Les ballets jazz de Montréal: una festosa celebrazione della gioia di vivere

LES BALLETS JAZZ DE MONTRÉAL

Mono Lisa
coreografia di Itzik Galili
assistente coreografo Elisabeth Gibiat
composizione di musica e suoni Thomas Höfs with Itzik Galili
ballerini Céline Cassone e Alexander Hille
Kosmos
coreografia di Andonis Foniadakis
musiche di Julien Tarride
luci di James Proudfoot
costumi di Philippe Dubuc
Harry
coreografie di Barak Marshall
musiche di Tommy Dorsey, Taraf Ionel Budisteanu,Balkan Beat Box, The Andrews Sisters, Anatol Stefanet, Dejan Petrovic, Sidney Bechet, Varsavia Village Band, il Quartetto ungherese, Goran Bregovic, Maria Callas, Wayne Newton
lighting design Daniel Ranger
costumi di Anne-Marie Veevaete

Voto: 8 su 10

Quella andata in scena sul palco del Teatro Brancaccio in Roma è una riflessione a tutto campo sui molteplici aspetti della natura umana che, attraverso il linguaggio della danza contemporanea, trova corpo terreno nelle geometriche movenze dei 14 danzatori de Les ballets jazz de Montréal.
Apre la serata Mono Lisa, il passo a due elaborato dal coreografo israeliano Itzik Galili per Céline Cassone e Alexander Hille, danza di corteggiamento e seduzione di una coppia che, sulle note di una musica che richiama il suono prodotto da una macchina da scrivere, attualizza il gioco di corteggiamento/seduzione/ scontro di un uomo e di una donna nel quale l’elemento femminile per grazia, forza e determinazione non è mai né secondario né subalterno al suo compagno che – sul palco – la dottissima ballerina Cassone finisce (letteralmente) per sovrastare in precisione e abilità tecnica.

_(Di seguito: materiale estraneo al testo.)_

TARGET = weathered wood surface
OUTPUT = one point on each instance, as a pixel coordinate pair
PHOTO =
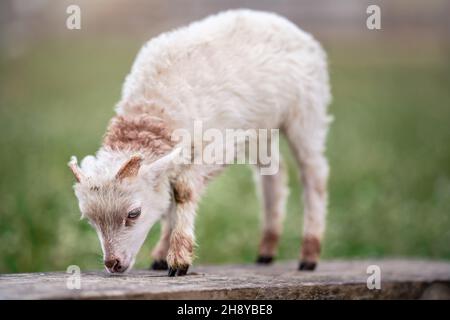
(400, 279)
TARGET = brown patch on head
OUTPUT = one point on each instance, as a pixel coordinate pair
(130, 168)
(140, 132)
(268, 244)
(182, 193)
(310, 249)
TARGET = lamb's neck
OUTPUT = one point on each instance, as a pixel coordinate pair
(141, 133)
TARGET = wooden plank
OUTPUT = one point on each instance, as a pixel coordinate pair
(406, 279)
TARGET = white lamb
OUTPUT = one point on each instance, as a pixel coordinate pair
(238, 69)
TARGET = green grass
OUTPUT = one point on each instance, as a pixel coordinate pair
(388, 149)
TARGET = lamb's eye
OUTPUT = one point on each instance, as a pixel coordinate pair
(133, 214)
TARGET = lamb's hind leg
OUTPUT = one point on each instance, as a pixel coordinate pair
(307, 136)
(273, 193)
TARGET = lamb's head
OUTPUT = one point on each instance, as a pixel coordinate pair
(122, 197)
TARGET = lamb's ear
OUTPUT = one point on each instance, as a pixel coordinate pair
(73, 165)
(130, 168)
(163, 165)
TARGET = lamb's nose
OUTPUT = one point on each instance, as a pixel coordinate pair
(113, 265)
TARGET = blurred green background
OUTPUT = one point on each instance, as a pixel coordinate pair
(389, 147)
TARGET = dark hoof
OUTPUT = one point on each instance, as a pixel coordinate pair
(159, 265)
(307, 266)
(264, 260)
(178, 272)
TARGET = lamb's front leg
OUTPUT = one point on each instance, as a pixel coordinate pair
(182, 240)
(159, 253)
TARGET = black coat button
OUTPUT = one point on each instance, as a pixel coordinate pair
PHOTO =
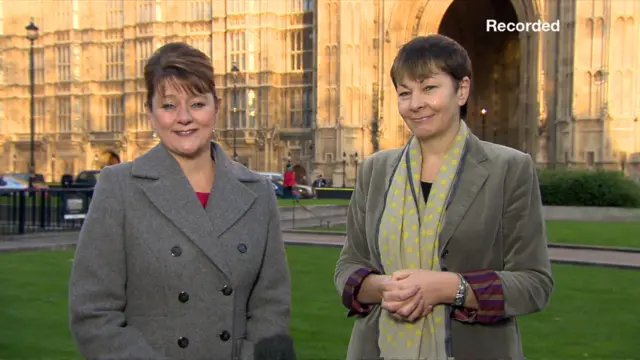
(183, 342)
(225, 336)
(176, 251)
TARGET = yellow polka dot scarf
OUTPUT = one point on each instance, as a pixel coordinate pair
(408, 238)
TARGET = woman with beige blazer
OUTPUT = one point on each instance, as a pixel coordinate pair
(446, 241)
(181, 253)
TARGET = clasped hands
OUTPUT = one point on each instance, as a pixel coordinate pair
(411, 294)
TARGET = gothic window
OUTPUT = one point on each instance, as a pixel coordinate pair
(143, 123)
(238, 109)
(200, 10)
(201, 43)
(587, 88)
(38, 65)
(308, 5)
(1, 116)
(236, 6)
(300, 47)
(252, 109)
(114, 56)
(144, 49)
(115, 14)
(307, 107)
(115, 114)
(64, 14)
(238, 49)
(627, 88)
(63, 62)
(588, 42)
(39, 115)
(146, 11)
(64, 114)
(295, 50)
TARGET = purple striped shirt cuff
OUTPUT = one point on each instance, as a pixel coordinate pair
(350, 292)
(487, 287)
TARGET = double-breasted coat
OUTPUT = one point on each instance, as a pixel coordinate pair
(157, 276)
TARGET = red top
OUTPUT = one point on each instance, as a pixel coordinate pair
(289, 178)
(203, 197)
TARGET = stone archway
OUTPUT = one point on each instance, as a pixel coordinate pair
(519, 111)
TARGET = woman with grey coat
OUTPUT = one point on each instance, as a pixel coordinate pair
(181, 254)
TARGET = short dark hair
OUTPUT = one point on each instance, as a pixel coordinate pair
(424, 56)
(181, 65)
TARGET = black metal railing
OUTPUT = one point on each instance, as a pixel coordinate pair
(40, 210)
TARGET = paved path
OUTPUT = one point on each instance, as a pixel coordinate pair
(610, 258)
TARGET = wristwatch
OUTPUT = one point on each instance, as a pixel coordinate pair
(461, 294)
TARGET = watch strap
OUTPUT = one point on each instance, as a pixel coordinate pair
(461, 294)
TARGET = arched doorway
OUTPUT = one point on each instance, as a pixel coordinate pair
(496, 61)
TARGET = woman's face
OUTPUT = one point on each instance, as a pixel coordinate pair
(432, 106)
(184, 122)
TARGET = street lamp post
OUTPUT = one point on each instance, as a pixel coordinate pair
(235, 70)
(32, 35)
(484, 114)
(355, 156)
(344, 170)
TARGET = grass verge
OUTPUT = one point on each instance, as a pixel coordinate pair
(582, 321)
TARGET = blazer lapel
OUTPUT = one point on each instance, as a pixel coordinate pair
(169, 190)
(472, 178)
(230, 198)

Il secondo pezzo nasce invece dall’estro del maestro greco Andonis Foniadakis: il suo Kosmos è narrazione del caos urbano contemporaneo, che disperde lo sguardo del pubblico in diversi centri di attenzione, a seguire i velocissimi movimenti dei danzatori che punteggiano con energica grazia le note di un’incessante musica elettronica-tribale. Il mutamento del ritmo, sul finale di coreografia, regala un vero e proprio colpo di scena: i ballerini si trasformano in marmi danzanti, veri e propri corpi di luce che trasportano il pubblico in un universo altro, amniotico cosmo dal grande fascino visuale.

La terza ed ultima parte della messa in scena è dedicata al lavoro coreutico di Barak Marshall: il suo Harry è un vero e proprio racconto teatrale che si avvale, oltre che delle gioiose coreografie tessute sulle note di musiche tipiche della sonorità jazz, di momenti di recitazione, di mimica, di declamazioni in differenti lingue. Si narrano le peripezie del giovane Harry, che per amore muore e sempre rinasce, affrontando con determinazione e candido disincanto le difficoltà di un mondo nel quale trova vitale, gioiosa espressione il tormento amoroso, l’eterna querelle tra uomo e donna, e in cui l’universo maschile si scontra e talvolta si abbraccia (con commovente grazia) al suo omologo femminile.

Sequenze di gruppo, trii e duetti si alternano a creare uno spettacolo che non è solo un riuscito ragionamento sulle mille sfaccettature dell’umana specie ma anche una vitale, gioiosa messa in scena capace di allietare il pubblico con intelligenza e originale grazia: specie di questi tempi non sembra affatto cosa da poco.